Non è facile comprendere se qui in Sardegna, ad iniziare dagli esponenti politici, si sia ben valutato l'effetto che il potenziamento delle autonomie regionali, come richieste dal Veneto, Lombardia ed Emilia-Romagna, potrebbe avere nei confronti delle capacità dello Stato di esercitare una redistribuzione equa delle entrate fiscali fra tutti i cittadini della Repubblica.

Anche perché quelle richieste, più che a maggiori poteri, mirano a poter gestire la quasi totalità del gettito fiscale riscosso, sottraendo così allo Stato la possibilità di esercitare le necessarie funzioni perequative fra regioni della polpa e regioni dell'osso, per usare la classica definizione di Manlio Rossi Doria. Andando così ad incidere negativamente su quel principio di equità che vorrebbe gli investimenti statali parametrati al numero degli abitanti d'ogni singola regione. Con la Sardegna, ad esempio, che ha visto gli investimenti, come effettuati dallo Stato e dalle grandi società pubbliche (FS, Anas, ecc.), fermarsi a neppure un terzo di quelli goduti da veneti, lombardi ed emiliani.

Non a caso, l'indice di competitività fra le regioni italiane (come indicato nel rapporto 2018 del World Economic Forum) vede Lombardia, Veneto ed Emilia ai primi posti, con un punteggio fra i 128 ed i 112 punti, ben maggiore quindi dei 69 punti della Sardegna e dei 72 della Basilicata.

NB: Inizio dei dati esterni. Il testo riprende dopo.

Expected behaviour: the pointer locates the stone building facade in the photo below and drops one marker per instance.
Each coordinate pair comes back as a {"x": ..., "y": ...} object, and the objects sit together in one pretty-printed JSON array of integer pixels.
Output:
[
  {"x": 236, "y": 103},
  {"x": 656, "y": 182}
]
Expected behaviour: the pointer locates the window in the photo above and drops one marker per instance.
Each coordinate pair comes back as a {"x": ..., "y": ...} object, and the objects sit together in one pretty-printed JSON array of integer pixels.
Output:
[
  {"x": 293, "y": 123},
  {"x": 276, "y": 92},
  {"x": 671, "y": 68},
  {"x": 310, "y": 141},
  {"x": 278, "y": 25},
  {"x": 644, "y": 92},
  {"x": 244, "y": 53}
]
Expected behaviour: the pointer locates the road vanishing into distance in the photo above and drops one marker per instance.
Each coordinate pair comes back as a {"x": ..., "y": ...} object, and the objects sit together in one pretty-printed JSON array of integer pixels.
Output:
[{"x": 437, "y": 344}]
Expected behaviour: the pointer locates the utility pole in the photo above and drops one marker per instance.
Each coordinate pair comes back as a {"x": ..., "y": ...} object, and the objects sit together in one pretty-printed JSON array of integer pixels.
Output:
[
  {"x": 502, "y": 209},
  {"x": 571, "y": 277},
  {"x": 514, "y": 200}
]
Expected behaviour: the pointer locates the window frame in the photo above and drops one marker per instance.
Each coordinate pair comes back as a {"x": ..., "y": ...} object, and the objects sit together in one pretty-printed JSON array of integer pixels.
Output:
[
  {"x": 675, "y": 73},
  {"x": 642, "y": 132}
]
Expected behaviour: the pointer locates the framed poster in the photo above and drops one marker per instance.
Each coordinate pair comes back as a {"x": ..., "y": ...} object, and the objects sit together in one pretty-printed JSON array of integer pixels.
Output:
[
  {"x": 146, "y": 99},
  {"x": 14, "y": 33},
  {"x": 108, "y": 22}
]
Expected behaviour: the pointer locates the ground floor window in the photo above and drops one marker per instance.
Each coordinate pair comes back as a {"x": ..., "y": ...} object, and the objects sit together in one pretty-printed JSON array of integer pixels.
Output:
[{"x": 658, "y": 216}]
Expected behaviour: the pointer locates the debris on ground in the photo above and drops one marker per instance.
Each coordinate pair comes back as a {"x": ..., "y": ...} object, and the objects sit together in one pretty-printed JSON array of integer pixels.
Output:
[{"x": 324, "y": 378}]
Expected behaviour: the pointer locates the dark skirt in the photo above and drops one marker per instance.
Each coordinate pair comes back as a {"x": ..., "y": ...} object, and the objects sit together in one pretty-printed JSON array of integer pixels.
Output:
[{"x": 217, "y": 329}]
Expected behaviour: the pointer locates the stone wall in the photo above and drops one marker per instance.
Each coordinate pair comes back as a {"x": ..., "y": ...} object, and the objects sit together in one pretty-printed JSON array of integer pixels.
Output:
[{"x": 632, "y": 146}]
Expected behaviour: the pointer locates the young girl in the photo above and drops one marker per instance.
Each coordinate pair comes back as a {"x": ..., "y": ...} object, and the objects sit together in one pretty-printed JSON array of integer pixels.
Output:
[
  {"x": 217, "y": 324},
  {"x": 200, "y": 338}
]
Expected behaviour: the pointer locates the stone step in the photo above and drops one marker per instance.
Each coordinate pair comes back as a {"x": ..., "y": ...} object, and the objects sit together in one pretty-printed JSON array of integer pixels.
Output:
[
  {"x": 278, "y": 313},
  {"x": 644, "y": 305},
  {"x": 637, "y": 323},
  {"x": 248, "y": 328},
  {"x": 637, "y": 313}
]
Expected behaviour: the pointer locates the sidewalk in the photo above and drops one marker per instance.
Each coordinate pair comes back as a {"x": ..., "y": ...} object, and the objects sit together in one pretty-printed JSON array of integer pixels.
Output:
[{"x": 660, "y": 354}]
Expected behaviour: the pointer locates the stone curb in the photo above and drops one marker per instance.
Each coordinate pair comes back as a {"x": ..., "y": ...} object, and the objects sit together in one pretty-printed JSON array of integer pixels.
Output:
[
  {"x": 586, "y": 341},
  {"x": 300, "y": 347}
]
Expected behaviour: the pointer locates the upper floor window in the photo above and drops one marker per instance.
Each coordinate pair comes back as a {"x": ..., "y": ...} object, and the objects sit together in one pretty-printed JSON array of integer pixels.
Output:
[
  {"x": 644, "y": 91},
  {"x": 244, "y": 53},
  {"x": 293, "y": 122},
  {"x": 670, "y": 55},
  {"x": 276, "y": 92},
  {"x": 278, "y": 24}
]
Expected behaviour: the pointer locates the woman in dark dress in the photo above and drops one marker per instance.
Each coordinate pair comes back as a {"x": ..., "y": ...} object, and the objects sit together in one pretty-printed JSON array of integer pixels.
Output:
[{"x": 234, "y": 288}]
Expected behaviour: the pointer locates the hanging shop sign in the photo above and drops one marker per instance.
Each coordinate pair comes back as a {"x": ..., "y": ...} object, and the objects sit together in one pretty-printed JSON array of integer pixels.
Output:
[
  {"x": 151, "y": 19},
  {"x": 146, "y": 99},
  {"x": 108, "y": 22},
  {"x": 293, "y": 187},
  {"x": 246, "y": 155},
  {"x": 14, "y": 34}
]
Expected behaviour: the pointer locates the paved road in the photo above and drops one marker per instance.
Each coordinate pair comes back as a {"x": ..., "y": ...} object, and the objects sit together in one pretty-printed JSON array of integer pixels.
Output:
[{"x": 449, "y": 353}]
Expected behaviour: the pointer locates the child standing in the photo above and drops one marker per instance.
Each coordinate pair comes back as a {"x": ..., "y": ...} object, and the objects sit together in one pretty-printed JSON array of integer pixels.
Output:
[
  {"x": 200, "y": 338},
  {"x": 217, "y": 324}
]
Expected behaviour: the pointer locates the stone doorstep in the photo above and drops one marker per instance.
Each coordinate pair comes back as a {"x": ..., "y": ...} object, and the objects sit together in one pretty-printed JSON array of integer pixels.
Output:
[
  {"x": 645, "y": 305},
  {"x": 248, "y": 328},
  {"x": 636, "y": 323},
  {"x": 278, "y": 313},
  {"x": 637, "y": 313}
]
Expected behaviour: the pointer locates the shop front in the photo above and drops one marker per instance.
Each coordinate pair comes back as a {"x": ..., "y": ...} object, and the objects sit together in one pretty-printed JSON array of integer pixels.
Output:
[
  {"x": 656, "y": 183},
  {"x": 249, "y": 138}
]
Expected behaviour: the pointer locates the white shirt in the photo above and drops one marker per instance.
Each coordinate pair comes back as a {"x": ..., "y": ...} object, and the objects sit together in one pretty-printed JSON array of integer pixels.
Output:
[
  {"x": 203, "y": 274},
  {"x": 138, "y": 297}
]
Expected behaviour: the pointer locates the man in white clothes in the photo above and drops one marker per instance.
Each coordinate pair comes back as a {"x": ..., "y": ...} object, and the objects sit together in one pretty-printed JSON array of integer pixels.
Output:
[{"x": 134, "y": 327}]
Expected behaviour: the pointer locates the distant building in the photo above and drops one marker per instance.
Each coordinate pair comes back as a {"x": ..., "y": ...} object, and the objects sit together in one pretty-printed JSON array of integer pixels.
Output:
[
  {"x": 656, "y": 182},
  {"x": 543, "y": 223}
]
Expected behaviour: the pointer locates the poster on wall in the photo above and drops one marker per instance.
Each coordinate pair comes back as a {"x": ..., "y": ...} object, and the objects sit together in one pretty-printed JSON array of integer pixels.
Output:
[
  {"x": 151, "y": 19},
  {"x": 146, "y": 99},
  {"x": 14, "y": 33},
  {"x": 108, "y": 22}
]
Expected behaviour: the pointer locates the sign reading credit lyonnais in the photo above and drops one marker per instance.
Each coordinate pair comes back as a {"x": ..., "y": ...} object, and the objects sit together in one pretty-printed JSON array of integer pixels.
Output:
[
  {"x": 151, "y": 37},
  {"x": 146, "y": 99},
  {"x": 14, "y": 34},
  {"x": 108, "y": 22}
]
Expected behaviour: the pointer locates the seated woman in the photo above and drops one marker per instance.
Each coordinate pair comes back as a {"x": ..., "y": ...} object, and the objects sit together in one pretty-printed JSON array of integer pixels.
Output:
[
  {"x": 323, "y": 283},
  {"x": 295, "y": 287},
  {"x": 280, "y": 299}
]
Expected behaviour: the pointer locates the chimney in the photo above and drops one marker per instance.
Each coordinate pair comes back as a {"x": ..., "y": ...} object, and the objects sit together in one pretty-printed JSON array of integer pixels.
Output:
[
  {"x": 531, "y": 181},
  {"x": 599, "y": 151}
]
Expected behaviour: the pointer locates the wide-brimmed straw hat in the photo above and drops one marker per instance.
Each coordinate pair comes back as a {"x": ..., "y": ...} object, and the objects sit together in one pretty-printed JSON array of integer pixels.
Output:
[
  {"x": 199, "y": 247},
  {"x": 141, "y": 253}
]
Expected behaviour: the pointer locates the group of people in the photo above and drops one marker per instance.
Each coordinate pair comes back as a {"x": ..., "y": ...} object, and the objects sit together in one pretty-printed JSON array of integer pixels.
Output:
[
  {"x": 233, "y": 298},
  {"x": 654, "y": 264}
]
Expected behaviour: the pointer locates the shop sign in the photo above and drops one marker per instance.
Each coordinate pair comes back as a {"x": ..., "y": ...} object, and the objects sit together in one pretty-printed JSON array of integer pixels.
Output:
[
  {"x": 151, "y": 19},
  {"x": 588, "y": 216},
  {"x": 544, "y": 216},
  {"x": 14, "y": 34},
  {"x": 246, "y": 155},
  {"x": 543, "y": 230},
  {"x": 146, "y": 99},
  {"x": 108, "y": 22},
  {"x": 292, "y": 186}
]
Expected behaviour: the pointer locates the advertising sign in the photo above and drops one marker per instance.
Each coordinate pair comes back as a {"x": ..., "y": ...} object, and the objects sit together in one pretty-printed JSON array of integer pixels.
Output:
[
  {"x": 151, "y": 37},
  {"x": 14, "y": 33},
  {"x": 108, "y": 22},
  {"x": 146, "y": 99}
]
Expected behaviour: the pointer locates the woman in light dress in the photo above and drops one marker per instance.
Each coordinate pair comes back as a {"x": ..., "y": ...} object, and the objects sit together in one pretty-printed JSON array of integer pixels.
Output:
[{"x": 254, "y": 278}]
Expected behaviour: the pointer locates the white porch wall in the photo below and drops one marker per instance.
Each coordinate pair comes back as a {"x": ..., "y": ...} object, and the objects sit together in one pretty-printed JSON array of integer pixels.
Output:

Ora, per collocare queste asimmetrie in una prospettiva storica lunga, va rilevato come la spesa per interventi nazionali finalizzati allo sviluppo della nostra regione, non diversamente dalle altre del Sud, è andata progressivamente calando.

Un regresso che, fatto eguale a 100 il valore degli anni '70, l'ha portato ad un misero 38 dell'ultimo decennio. Determinando così un continuo e vistoso arretramento dell'economia sarda, testimoniato, come indica l'ultimo rapporto Svimez, dal prodotto pro capite, che in Sardegna s'è ridotto ormai ad una percentuale tra il 54 ed il 62 per cento rispetto ai valori della Lombardia, Veneto ed Emilia. Proprio per questo, quel "regionalismo a geometria variabile" richiesto dalle tre regioni, se deve impensierire perché potrebbe portare ad un aumento di quel differenziale di competitività (e, quindi, di benessere) fra le diverse regioni del Paese, può anche essere utilizzato come una favorevole opportunità per consentire alla Sardegna di chiedere e pretendere dallo Stato, sulla base della sua pesante asimmetria geografica (il penalizzante gap dell'insularità), più poteri statutari e maggiori entrate per annullarne le conseguenti diseconomie. E liberarla così dalle angustie d'essere regione dell'osso e non della polpa.

Si è quindi del parere debba essere questo uno dei primi, importanti problemi d'affrontare. Da parte del nuovo Presidente della Giunta, forte del suo imprinting autonomista, e dal neo-eletto Consiglio regionale. Perché quell'insularità è obiettivamente fonte di maggiori costi che incidono pesantemente sulla competitività complessiva dell'isola, e delle sue attività, nei confronti delle regioni peninsulari. Ed è proprio sulla liberazione di quei gravami che dovrebbe incentrarsi la richiesta di compensazioni da parte della nostra Regione, in modo da poterne eliminare il peso. Soprattutto richiamandosi all'obbligo costituzionale del raggiungimento della uguaglianza sostanziale nei confronti di tutti i cittadini. Ci sarebbe quindi una strada da percorrere: quella, ad esempio, di poter ottenere dallo Stato un'opportuna e doverosa redistribuzione/restituzione del gettito tributario, in modo che possa annullare quei differenziali negativi che pesano sulla condizione penalizzante d'essere un'isola. La Spagna, ad esempio, per le sue isole lontane - Canarie e Baleari - ha introdotto delle misure correttive, attraverso la riduzione dell'imposizione fiscale e con interventi premiali allo scopo di sostenerne la competitività sociale ed economica. Si potrà seguire questa od intraprendere un'altra strada? Poco importa: quel che conta è che si rivendichi e si ricostruisca quella specialità dell'autonomia sarda che il tempo trascorso, il mai sopito centralismo romano e le disattenzioni dei nostri governanti hanno depotenziato.